奥瀬サキ『コックリさんが通る』2巻 小学館 1997年

 主人公は3人の少女,大塚狐子,天野圭狗,そして大森狸花子。3人は,それぞれ狐・狗・狸の「血」が混じっている「蠱族」の末裔。つまり3人あわせて「狐狗狸=コックリさん」です。そして狐子は炎を(“狐火”というのでしょう),圭狗は風をあやつります。狸花子は今のところ不明,最初は「力」が退化している,というような感じでしたが,どうやらそれは封印されているらしい,というのが本巻で臭わされます。使える「力」は,(おそらく)「いかづち」。「土地に憑かぬ者の最後に流れ着く街」新宿を舞台に,少女たちの異形のものに対する闘いを描いた第2巻です。

 この作者の作品,『低俗霊狩り』『火閻魔人』『支配者の黄昏』などなどは,吸血鬼やら狼男,憑き物やら鬼などの異形のものたちがオンパレードですが,この作品も,やはり同じように,主人公3人とともに,犬神や鴉爺,それにどうも獅子男(?)らしい男やらが,縦横無尽に駆けめぐります。このあたり,夢枕獏や菊地秀行の世界を彷彿させるというか,そのまんまというか,少なくともその影響が色濃く出ているように思えます(それと,平井和正の『ウルフガイ・シリーズ』とか・・・)。ただこの作者の描く異形,とくに主人公たちの「異形の力」は,ある種のメタファーのように思えてなりません。なんのメタファーかというと,(恥ずかしながら)「青春のもやもや」「ぎらぎらの若い力」とでもいうようなものです。どこか躰の奥底から湧き上がり,自分でもコントロールできず,持て余してしまいそうなパワー。それが明確な方向に向けられないだけに,よけい始末の悪いエネルギー。彼女たちの「異形の力」は,そんな誰もが持っている(持っていた)「もやもやとして,ぎらぎらとした力」を,象徴しているように思えます。だから,基本的にはアクションシーンをメインとしたヴァイオレンスものといえないことはないのですが,どこかに妙にやるせない,そしてせつない雰囲気が漂っています。「青春」なんて,思いっきりギトギト,ドロドロ,グチャグチャしているくせに,やっぱりせつなくて,やるせないものですからね,困ったことに(笑)。
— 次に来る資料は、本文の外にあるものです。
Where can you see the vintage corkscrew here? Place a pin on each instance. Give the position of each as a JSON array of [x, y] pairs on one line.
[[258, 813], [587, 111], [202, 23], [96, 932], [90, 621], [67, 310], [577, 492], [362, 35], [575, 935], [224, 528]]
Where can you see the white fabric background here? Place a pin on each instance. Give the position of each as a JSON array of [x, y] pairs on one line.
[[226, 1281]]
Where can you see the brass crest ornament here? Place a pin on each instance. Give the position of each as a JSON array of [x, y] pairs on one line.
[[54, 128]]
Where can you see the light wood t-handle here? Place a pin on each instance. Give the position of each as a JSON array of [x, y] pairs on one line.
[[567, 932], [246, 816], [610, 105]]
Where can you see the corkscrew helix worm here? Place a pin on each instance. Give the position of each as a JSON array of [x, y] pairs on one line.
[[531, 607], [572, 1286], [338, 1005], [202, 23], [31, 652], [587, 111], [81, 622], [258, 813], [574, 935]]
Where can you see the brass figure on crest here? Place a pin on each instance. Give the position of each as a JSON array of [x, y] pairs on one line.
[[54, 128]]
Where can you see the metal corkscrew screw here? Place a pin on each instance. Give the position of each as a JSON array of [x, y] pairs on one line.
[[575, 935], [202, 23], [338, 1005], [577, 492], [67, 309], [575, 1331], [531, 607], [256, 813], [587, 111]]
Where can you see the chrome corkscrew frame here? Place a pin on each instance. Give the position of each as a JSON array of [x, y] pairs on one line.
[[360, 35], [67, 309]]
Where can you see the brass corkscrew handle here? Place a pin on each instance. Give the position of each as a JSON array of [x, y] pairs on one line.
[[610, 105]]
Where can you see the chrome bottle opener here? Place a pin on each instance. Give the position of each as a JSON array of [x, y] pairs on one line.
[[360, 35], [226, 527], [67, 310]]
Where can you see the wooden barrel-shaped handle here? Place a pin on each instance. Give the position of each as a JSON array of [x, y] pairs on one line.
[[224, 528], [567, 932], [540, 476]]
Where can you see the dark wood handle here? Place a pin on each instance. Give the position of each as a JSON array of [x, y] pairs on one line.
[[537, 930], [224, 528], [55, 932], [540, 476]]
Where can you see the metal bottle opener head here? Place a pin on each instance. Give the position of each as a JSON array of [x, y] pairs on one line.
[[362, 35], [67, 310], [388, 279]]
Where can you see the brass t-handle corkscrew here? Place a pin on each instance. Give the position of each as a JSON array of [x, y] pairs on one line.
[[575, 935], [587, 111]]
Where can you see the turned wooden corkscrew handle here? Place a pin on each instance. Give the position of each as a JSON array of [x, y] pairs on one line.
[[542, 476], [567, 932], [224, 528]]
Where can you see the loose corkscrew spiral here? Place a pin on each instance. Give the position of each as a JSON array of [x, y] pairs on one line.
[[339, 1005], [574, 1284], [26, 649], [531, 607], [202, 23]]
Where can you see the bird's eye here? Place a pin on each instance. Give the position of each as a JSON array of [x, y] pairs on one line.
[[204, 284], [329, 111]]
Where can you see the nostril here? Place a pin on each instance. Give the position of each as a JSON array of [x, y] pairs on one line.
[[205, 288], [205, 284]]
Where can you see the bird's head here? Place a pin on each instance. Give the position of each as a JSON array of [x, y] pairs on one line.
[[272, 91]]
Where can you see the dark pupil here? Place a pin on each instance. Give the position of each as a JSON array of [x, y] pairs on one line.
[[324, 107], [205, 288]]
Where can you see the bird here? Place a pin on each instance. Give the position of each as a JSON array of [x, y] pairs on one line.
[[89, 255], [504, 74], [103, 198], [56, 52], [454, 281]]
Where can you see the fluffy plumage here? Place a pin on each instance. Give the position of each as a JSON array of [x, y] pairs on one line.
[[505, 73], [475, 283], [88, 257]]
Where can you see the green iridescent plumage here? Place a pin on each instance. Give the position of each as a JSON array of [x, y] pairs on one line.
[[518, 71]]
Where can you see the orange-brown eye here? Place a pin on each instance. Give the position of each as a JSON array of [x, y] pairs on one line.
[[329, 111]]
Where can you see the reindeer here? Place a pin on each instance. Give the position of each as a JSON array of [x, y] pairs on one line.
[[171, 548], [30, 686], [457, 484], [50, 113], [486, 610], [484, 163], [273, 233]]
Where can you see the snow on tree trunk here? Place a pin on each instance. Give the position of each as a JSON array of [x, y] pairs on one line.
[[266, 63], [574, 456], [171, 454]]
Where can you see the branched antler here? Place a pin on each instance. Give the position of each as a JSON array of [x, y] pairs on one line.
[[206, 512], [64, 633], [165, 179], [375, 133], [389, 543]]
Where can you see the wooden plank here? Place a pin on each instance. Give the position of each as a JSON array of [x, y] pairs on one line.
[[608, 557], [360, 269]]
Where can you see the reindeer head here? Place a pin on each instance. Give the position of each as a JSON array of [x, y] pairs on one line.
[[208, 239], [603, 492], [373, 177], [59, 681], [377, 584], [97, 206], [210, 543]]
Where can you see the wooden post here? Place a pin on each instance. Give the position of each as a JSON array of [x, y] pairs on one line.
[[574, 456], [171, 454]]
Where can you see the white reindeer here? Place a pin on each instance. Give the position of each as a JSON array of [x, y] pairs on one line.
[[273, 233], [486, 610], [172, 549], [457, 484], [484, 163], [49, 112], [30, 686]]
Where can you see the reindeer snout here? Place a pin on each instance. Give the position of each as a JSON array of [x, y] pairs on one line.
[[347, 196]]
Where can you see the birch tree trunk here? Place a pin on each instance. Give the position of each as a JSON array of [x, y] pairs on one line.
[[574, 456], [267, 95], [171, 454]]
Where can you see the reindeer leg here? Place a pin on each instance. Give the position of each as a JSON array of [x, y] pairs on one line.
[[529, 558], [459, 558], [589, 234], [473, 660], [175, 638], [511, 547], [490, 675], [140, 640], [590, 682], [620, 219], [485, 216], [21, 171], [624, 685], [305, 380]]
 さて,本巻では,天野狐子の「力」が顕現するエピソード(「迷い猫,迷い狐」)の後半,そして大森狸花子の「正体」が明らかになる(かもしれない)「ボクが無くしたキミの夢」の前半(?)がおさめられています。いよいよ3人の「力」が全面展開,という感じなのですが,ちょっと不安なのが,巻末が「To Be Continued」となっていることなんですよね。普通だったら単なる「つづく」という意味合いなんですが,『低俗霊狩り』2巻が,エピソード未完のまま,やはり「To Be Continued」になっていてい,しっかり続いていない,という前科(笑)がある作家さんだけに,こうことさらに「つづく」と出されると,かえって安心できません(ひでえ,ファンだな,わたしは)。ともかく3巻が出ることを祈りましょう・・・(しかし,なんでわたしは「この手の作家」ばかり,好きになるんでしょう。不実な恋人を持って苦労するタイプなのかもしれません(泣き笑い))。